The group saw an increase of online sales of 58.9 per cent up to $39.1 million, up from $24.6m. Over the same period the group opened a total of 17 stores and closed 14 loss making stores. The plan going forward is for seven new store openings, and to give 27 existing ones a fresh coat of paint in the back half of FY16.
Gross margins have declined and this was primarily due to the strengthening of the US dollar against the Australian dollar, as well as competitive pressures.
The unknown coming into the result was how the return to profitability was tracking for the Rivers business and although this is still largely unknown there are some signs of progress. The underlying EBITDA loss for Rivers has decreased to $5.2m, much improved on the $11.2m loss in the comparable period last year.
The inherited inventory has been cleared and the Ballarat warehouse was to be closed in February, with a one-off $1.5m cost.

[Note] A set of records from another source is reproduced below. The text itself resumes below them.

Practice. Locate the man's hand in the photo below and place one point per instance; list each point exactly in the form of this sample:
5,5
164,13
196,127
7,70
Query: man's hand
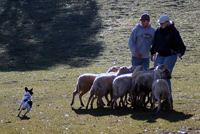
152,58
180,55
138,55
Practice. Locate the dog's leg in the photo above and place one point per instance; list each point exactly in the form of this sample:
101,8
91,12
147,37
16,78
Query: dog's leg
19,109
19,113
20,106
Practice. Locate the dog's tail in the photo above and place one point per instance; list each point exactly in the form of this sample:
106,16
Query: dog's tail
30,103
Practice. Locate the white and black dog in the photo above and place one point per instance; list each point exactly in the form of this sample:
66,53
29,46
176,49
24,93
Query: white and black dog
26,101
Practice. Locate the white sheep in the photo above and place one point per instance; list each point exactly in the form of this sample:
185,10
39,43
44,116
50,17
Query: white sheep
160,90
103,85
85,82
143,82
122,85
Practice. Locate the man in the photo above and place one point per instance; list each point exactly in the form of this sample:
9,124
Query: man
167,44
140,42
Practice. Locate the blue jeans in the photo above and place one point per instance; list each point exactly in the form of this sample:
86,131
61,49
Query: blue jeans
170,62
142,61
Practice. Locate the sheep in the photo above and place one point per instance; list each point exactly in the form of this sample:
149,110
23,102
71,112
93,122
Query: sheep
143,82
102,86
160,90
85,82
122,86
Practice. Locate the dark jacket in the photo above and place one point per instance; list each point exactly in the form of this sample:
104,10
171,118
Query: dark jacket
167,42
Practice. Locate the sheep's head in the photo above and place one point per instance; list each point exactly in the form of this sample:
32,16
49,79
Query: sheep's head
139,68
113,69
131,68
123,70
167,73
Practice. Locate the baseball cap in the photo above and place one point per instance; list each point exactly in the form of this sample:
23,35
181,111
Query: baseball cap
163,19
145,16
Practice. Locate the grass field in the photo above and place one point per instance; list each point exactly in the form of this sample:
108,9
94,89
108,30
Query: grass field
47,44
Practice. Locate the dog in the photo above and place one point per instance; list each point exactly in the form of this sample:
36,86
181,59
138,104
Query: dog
26,101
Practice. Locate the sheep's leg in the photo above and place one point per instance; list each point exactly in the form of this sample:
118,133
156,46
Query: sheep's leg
170,103
108,102
135,99
89,101
91,105
147,94
74,94
125,99
159,105
115,102
154,101
28,109
100,101
80,97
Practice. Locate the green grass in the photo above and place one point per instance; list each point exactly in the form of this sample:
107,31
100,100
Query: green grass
47,44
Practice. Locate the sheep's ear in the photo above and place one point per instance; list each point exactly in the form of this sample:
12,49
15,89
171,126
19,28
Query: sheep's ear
26,89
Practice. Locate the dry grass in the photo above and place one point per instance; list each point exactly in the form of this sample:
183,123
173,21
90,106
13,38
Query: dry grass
47,45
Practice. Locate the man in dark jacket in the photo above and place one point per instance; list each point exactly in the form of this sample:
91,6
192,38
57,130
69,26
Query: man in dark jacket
167,43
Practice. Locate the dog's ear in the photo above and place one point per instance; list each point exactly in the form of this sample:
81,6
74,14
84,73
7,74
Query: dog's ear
26,89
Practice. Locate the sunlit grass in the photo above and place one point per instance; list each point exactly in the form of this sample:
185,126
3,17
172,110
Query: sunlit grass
53,42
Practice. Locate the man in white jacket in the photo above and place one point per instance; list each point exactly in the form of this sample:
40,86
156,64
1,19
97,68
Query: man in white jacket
140,42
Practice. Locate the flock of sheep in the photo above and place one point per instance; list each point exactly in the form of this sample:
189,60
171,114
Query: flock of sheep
122,82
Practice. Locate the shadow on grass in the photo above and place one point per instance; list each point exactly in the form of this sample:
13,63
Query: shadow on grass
36,35
24,118
136,114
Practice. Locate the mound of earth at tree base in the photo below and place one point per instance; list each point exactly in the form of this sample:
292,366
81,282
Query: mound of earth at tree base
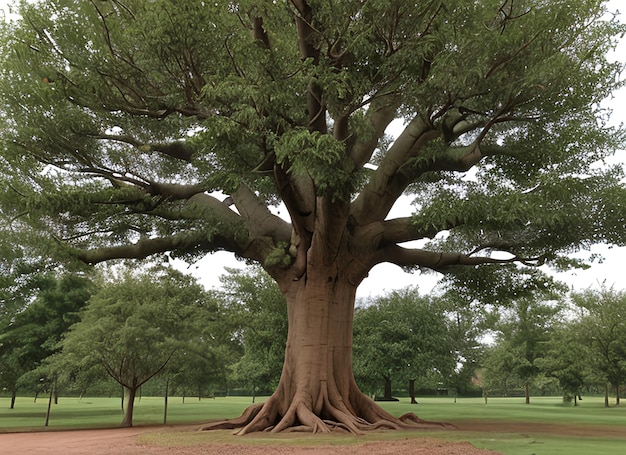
128,441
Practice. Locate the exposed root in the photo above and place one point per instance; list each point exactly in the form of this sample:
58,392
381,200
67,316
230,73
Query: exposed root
230,424
412,418
330,413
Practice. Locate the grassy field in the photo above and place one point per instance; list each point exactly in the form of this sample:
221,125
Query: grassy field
572,437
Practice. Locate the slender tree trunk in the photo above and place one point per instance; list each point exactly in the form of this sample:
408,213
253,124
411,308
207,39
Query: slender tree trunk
387,389
49,404
130,393
527,394
412,391
167,386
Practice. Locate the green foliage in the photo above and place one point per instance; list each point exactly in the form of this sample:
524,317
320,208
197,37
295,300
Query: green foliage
400,337
105,104
32,334
603,328
259,313
133,326
568,359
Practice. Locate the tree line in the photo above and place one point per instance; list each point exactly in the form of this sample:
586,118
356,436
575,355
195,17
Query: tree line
120,330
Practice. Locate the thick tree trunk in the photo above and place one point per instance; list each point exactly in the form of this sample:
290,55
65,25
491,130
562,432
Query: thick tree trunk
129,394
317,391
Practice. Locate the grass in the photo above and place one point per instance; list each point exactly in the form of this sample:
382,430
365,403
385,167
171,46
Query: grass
590,414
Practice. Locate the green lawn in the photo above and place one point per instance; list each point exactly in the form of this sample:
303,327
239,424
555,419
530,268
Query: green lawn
106,412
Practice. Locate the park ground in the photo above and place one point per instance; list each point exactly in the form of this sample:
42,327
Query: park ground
545,428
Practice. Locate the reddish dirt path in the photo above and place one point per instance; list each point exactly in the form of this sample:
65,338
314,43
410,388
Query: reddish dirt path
124,441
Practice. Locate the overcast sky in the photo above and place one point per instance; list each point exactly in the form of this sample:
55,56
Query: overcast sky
386,277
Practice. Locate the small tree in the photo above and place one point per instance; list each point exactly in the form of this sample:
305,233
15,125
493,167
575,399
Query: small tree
259,311
32,334
133,327
603,323
400,337
568,359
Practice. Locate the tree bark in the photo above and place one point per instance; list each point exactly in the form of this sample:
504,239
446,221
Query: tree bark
387,389
317,391
412,391
527,393
129,393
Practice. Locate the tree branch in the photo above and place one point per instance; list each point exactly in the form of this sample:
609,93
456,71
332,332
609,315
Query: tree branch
442,261
384,188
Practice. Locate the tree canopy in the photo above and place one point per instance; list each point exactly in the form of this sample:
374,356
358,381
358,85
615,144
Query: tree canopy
137,128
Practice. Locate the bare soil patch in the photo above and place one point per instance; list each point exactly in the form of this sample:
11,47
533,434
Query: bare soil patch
129,441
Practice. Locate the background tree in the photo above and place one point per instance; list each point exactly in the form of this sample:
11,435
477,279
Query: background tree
603,321
120,119
568,359
398,338
133,326
524,332
259,312
33,333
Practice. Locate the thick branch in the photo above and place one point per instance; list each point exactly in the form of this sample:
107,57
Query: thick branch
399,230
383,189
379,118
440,261
141,249
260,220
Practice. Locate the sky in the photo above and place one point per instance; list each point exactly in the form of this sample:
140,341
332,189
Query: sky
387,277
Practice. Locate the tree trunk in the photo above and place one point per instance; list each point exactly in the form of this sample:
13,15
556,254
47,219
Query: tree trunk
167,390
317,391
527,394
129,393
49,404
387,389
412,391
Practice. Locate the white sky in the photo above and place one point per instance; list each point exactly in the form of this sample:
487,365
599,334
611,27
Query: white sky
386,277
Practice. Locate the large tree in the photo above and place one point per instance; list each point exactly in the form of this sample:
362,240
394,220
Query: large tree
121,120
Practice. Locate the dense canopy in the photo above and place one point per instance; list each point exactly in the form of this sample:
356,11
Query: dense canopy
131,128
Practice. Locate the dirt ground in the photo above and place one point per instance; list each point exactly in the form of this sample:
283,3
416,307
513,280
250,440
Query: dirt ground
127,442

Management commented they expect Rivers to start trading profitably sometime during FY17.
In our previous piece on SFH (read more here) one of the main drivers for our sell call was the acquisition of Rivers which was drowning in a sea of inventory. The 2013 acquisition was then, and still is now, taking a long time to bed down.

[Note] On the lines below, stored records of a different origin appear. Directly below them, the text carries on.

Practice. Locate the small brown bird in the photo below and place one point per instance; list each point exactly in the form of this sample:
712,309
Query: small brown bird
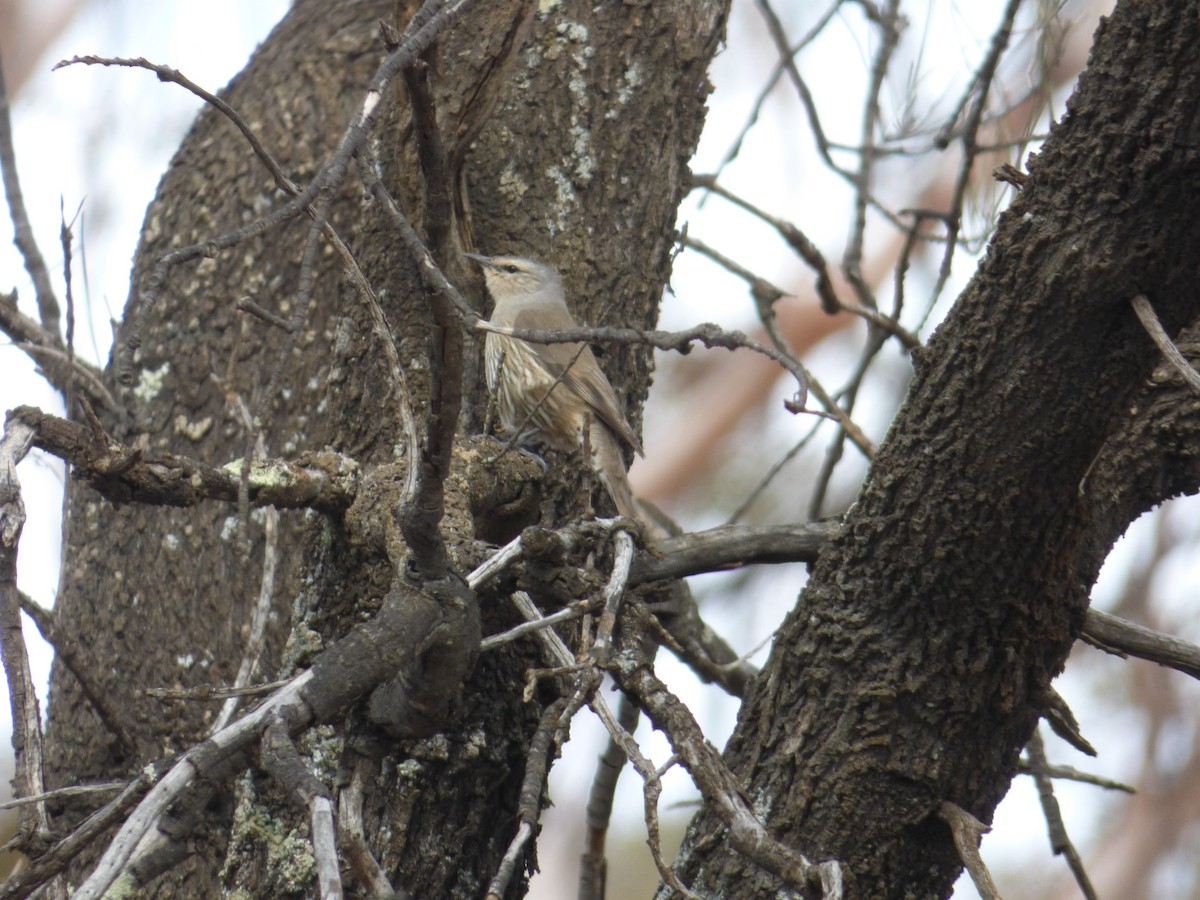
533,395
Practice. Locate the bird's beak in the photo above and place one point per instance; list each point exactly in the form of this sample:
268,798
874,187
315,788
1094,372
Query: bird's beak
486,262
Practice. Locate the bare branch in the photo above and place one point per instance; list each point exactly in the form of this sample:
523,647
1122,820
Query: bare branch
1163,341
323,481
1060,843
47,301
27,720
967,832
76,657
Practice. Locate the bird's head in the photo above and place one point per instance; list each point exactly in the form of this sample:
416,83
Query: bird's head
514,279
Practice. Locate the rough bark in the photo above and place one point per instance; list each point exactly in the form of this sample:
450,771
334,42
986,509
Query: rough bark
916,664
567,130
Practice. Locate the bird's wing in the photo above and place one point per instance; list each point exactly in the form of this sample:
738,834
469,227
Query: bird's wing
586,377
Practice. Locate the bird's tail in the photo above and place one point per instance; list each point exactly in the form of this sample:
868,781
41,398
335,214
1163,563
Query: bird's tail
610,466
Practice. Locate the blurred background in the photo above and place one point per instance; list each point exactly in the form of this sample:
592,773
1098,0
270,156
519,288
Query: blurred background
91,144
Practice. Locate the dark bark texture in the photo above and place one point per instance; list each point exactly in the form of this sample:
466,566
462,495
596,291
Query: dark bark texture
565,131
917,663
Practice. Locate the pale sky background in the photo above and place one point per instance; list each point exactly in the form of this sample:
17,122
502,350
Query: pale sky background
102,137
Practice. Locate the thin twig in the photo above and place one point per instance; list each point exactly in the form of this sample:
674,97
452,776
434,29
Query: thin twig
1163,341
27,720
47,301
967,831
64,793
1060,843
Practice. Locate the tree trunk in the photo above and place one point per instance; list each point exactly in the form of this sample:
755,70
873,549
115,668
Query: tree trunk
565,129
919,658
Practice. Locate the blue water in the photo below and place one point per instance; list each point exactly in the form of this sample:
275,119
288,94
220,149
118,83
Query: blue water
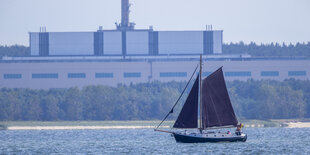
146,141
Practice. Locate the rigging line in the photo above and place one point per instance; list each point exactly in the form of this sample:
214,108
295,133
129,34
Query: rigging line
178,98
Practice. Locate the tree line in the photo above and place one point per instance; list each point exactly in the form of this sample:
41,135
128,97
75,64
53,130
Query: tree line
149,101
268,50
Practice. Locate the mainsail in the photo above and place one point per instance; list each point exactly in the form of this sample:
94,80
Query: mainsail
216,106
188,116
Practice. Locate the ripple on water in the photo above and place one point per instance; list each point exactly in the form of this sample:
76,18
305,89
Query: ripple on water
146,141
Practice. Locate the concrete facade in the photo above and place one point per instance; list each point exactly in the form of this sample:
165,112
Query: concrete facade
64,73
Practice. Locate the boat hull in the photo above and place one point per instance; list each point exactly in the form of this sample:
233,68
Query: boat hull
199,139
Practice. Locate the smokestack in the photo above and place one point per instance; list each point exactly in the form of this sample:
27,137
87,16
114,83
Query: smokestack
125,13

At the group level we can see that the underlying EBITDA margin looks to have bottomed in the second half of FY15 going from 5.5 per cent in H1FY15 to 2.6 per cent at the full year for FY15. EBITDA margins have rebounded to 6.2 per cent in H1FY16.
The 5.2 per cent first half sales growth, reflects underlying comparable store sales growth (CSG) of 5.7 percent, including Rivers. This marks the fourth consecutive six-monthly period of positive CSG by the group.
Cash at the end of the half was $1.5m, but as outlined at the AGM in November 2015, the Board has decided to prudently retain cash reserves, rather than declare an interim dividend.
Gary Perlstein, SFH chief executive, said: “The improved performance by Rivers during this half is extremely encouraging. We are on track with the transformation of this iconic brand. There is hard work still to go, but the worst is now behind us”
Who would have thought such a cheap acquisition could cause so much pain? But Perlstein hasn’t given up hope, stating “I remain confident that Rivers will start trading profitably during FY17, and will make a meaningful contribution to the groups profitability in future years alongside our other brands.”
Online sales and the digital strategy will remain important for all brands including Rivers. Thus far customer responses to the launch of new ranges across all brands and categories has been strong, with continued uplift in online sales.
The group’s key priorities can be summarised as
- Rejuvenation of existing brands across the group
- Transformation of Rivers into the age of Omni-channel retailing
- Expansion into new markets beyond Australia for City Chic.
We have a $0.69 valuation for SFH, with relatively conservative assumptions. These include average revenue growth across the forecast period of 4 percent, and a group EBITDA margin increasing from 3.8 percent in FY16 to 4.2 percent in FY18. The company does have strategic initiatives that may provide growth above these assumptions. But the company is operating in a very competitive environment, with risks around brand performance, currency movements, cost pressures and general retail demand.
Our FY17 earnings per share forecast of 4.6 cents, places the stock on a PE of 14 times.
The low margin retailer has fallen and got back on its feet numerous times in the past, and looks to have at this point to be back on knees again. Maybe it will bounce back, but we are not going to wait around to watch it rise and stumble like a newborn giraffe. At a time when there is value in every direction you look on the market, you would be better served looking elsewhere in the retail space.
Although our final call is a hold, we can’t see any catalysts to provide share price growth and as such we are ceasing coverage and boarding up the shopfront on Specialty Fashion Group.